Esta edição que eu li de O nome da rosa, além da tradução da maior parte dos termos em latim, traz o pós-escrito de 1983, que também pode ser encontrado avulso. Recomendo sua leitura, não porque fará uma interpretação do romance – afinal Eco defende que se o fizesse, não haveria porque escrevê-lo, uma vez que é função da obra gerar interpretações –, mas porque nele o autor revela o seu processo de produção. Segundo ele, sua motivação para escrever o livro veio de uma ideia: “a vontade de envenenar um monge”.
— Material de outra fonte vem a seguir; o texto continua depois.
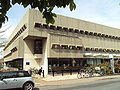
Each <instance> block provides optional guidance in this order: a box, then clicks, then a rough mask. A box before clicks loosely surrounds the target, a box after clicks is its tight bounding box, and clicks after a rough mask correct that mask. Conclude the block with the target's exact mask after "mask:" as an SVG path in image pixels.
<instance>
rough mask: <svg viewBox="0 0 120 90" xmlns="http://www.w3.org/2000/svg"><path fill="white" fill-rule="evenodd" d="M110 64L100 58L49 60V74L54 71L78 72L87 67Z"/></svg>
mask: <svg viewBox="0 0 120 90" xmlns="http://www.w3.org/2000/svg"><path fill="white" fill-rule="evenodd" d="M104 62H110V61H109V59H100V58H49V59H48V72H49V73H50V72H52V71H53V70H54V71H57V72H58V71H62V70H64V71H66V72H67V71H70V70H72V71H78V70H79V69H82V68H84V67H87V66H91V65H97V64H101V63H104Z"/></svg>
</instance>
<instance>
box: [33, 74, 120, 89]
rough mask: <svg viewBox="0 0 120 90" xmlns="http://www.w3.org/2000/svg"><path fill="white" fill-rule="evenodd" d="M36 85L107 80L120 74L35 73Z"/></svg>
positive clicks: (62, 83) (44, 84) (116, 77)
mask: <svg viewBox="0 0 120 90" xmlns="http://www.w3.org/2000/svg"><path fill="white" fill-rule="evenodd" d="M33 77H34V81H35V87H36V88H41V87H46V86H47V87H49V86H60V85H70V84H75V83H81V84H84V83H88V82H93V81H96V80H105V79H117V78H118V79H120V75H107V76H99V77H90V78H81V79H78V78H77V74H72V75H69V74H67V75H63V76H62V75H56V76H54V77H53V76H52V75H47V76H45V77H44V78H42V77H40V76H39V75H34V76H33Z"/></svg>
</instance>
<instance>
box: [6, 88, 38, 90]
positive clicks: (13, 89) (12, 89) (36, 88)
mask: <svg viewBox="0 0 120 90" xmlns="http://www.w3.org/2000/svg"><path fill="white" fill-rule="evenodd" d="M7 90H8V89H7ZM9 90H21V89H9ZM33 90H40V89H39V88H34V89H33Z"/></svg>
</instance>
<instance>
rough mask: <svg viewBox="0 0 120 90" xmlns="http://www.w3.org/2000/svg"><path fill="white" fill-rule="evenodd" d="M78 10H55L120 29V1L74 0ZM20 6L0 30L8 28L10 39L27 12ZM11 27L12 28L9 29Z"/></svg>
mask: <svg viewBox="0 0 120 90" xmlns="http://www.w3.org/2000/svg"><path fill="white" fill-rule="evenodd" d="M74 1H75V4H76V9H75V10H74V11H72V12H71V11H70V10H69V7H66V8H62V9H61V8H55V9H54V10H53V12H55V13H56V14H60V15H64V16H69V17H73V18H77V19H82V20H86V21H90V22H94V23H98V24H103V25H106V26H110V27H115V28H120V5H119V3H120V0H74ZM28 9H29V7H27V8H25V9H24V8H23V7H22V6H20V5H17V4H16V5H14V6H13V7H12V8H11V9H10V10H9V11H8V13H7V16H8V18H9V21H8V22H6V23H5V24H4V25H3V27H2V28H1V29H0V30H4V29H6V28H8V30H7V31H6V33H5V34H4V37H7V38H9V36H10V34H11V33H12V32H13V30H14V29H15V27H16V26H17V24H18V23H19V22H20V20H21V19H22V17H23V16H24V14H25V13H26V11H27V10H28ZM9 27H10V28H9Z"/></svg>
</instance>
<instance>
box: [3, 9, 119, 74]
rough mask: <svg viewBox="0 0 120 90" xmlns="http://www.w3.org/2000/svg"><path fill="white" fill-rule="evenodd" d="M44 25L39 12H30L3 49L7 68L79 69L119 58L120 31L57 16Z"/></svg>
mask: <svg viewBox="0 0 120 90" xmlns="http://www.w3.org/2000/svg"><path fill="white" fill-rule="evenodd" d="M55 21H56V22H55V24H54V25H47V24H45V20H44V19H43V18H42V15H41V13H40V12H39V11H37V10H33V9H30V10H29V11H28V12H27V13H26V14H25V16H24V17H23V19H22V20H21V22H20V23H19V24H18V25H17V27H16V28H15V30H14V32H13V33H12V34H11V36H10V38H9V40H8V42H7V44H6V47H5V48H4V61H5V62H6V64H8V65H10V66H13V67H18V68H20V69H24V70H28V69H30V68H34V67H35V68H37V69H38V68H40V67H43V69H44V71H45V75H47V74H48V72H50V71H51V68H53V67H54V68H56V69H57V70H59V69H60V67H76V66H78V67H80V66H85V65H93V64H101V63H103V62H105V61H109V60H110V58H114V59H118V58H119V54H120V29H116V28H112V27H108V26H104V25H100V24H96V23H92V22H87V21H83V20H79V19H74V18H70V17H65V16H61V15H58V16H57V18H55Z"/></svg>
Lendo o pós-escrito, percebemos a maestria com que a narrativa foi desenvolvida por Eco. De estudos de métodos de envenenamento à leitura dos cronistas medievais – com o intuito de saber a maneira como eles contavam uma história para que, ao lermos, realmente nos parecesse um texto produzido na Idade Média e não somente um texto sobre ela –, cada detalhe é pensado. Só a construção do labirinto levou três meses, afirmou o autor. Em uma entrevista, ele revelou que escreveu o romance em dois anos, mas se fosse contar o tempo de pesquisa, foram mais de 30 anos.

Eco não subestima seu leitor, só dá o caminho, mesmo que labiríntico, para chegar a uma interpretação:

“O bem de um livro está em ser lido. Um livro é feito de signos que falam de outros signos que, por sua vez, falam das coisas. Sem um olho que o leia, um livro traz signos que não produzem conceitos, portanto é mudo.”. (p. 433)

Para os leitores que se prenderam mais à trama policial, Umberto Eco mantém até final o suspense, e entrega um desfecho impressionante. Para aqueles que se viram envolvidos com todas as discussões, a leitura trará muitos questionamentos sobre as diversas faces da verdade, o que o homem está disposto a fazer para fazer prevalecer sua verdade, o saber como sinônimo de poder, o significado mutável dos signos. Quer dizer, esses foram alguns questionamentos surgidos para mim durante a minha leitura, mas com a profusão de assuntos discutidos na obra, certamente haverá leituras diferentes por parte de outros leitores. Qual é a sua leitura?


O nome da rosa
Il nome della rosa
Umberto Eco
Rio de Janeiro: Record, 2018.
Tradução: Aurora Fornoni Bernardini e Homero Freitas de Andrade.